If we turn the key, the stone would maybe flip open like a book, an image would unfold before our eyes of a young high-school boy Jaronimas Ralys leaning over the book looking for his key to Homer’s Odyssey and trying to come up with words so that they would blow the wind in the sails of the ships gliding through the lines of the Lithuanian text.

Or maybe it is a book that the young Platon Zubov is holding in his sweaty and slightly shaky hands? Empress Catherine II is sitting in the armchair, listening to him as he reads the book aloud. It is his last task before Catherine will decide whether this young man with hypnotising eyes will become her next favourite. And although no one knows this yet, this reading would decide whether Platon Zubov would end up in Šiauliai.

Or if we unlocked the stone, perhaps we would hear a bell ringing? As a call for Lithuanians to unify around their culture and Lithuanian books and the count’s descendents would be the ones to support them.

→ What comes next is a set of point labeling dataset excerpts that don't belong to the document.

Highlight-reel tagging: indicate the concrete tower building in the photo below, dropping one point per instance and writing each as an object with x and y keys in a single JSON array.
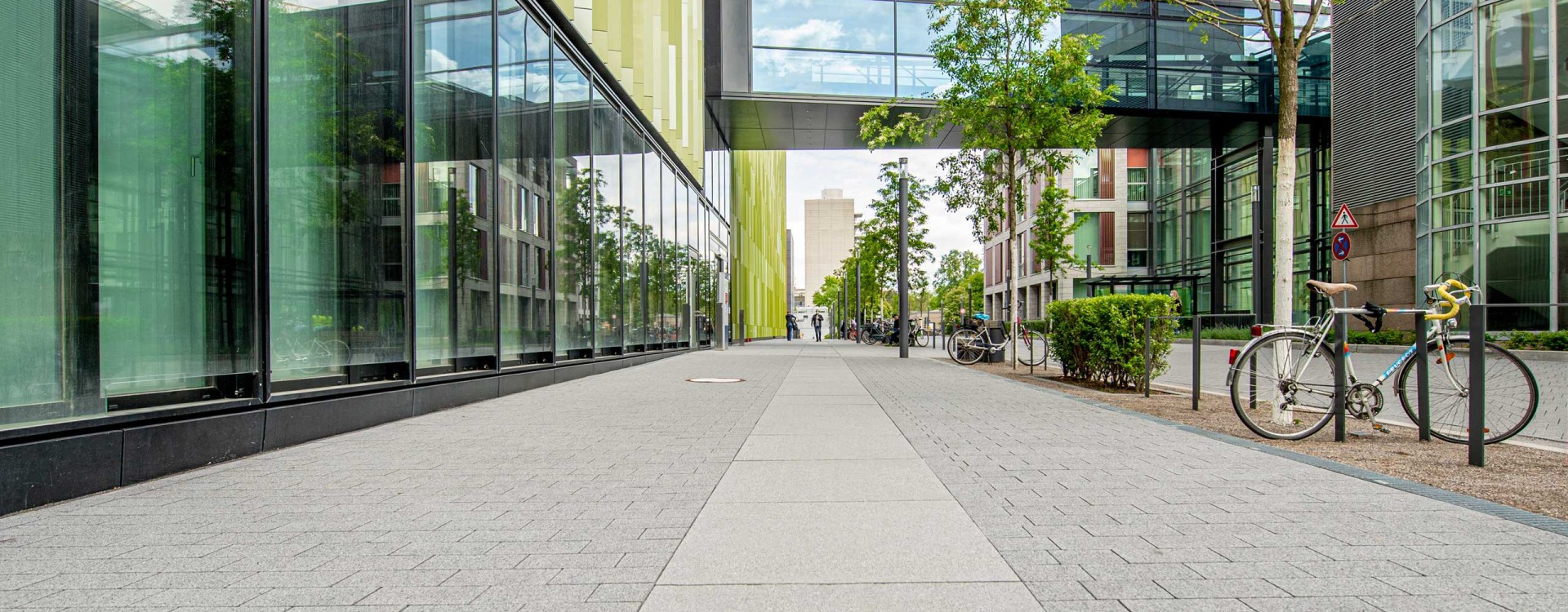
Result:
[{"x": 830, "y": 235}]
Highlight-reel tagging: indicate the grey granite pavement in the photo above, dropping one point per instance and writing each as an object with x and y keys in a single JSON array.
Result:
[{"x": 835, "y": 477}]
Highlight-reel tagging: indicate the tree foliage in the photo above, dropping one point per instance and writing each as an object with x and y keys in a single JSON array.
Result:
[
  {"x": 1288, "y": 33},
  {"x": 1024, "y": 100}
]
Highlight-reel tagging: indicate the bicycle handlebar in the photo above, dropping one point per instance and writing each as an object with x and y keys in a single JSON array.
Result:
[{"x": 1452, "y": 304}]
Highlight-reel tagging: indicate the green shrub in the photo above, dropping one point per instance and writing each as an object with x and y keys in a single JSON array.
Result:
[
  {"x": 1101, "y": 339},
  {"x": 1539, "y": 340}
]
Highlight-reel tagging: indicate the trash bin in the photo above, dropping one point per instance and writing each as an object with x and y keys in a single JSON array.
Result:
[{"x": 995, "y": 334}]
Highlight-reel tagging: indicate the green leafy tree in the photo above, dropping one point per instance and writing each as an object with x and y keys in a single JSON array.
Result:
[
  {"x": 1019, "y": 93},
  {"x": 1288, "y": 33},
  {"x": 879, "y": 245}
]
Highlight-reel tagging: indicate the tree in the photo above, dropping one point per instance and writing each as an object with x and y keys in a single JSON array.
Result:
[
  {"x": 954, "y": 268},
  {"x": 1286, "y": 38},
  {"x": 879, "y": 243},
  {"x": 1021, "y": 95}
]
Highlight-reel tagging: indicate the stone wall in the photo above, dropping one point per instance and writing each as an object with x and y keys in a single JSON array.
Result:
[{"x": 1383, "y": 257}]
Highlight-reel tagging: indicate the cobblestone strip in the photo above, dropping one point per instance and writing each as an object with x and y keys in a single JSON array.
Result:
[
  {"x": 1101, "y": 511},
  {"x": 569, "y": 497}
]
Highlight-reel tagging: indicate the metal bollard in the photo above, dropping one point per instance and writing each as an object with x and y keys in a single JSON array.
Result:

No one uses a lock without a reason Where there is a lock, there is something to protect, some treasure or hidden secret. But, to be fair, we also use stones for graves. For the sake of eternity and beauty. For immortalizing someone. Unless we lose the key to our memory drawer. Do not forget all this; without our memory and thoughts, the wind will simply turn the pages of the archival records until they are scattered all over the world.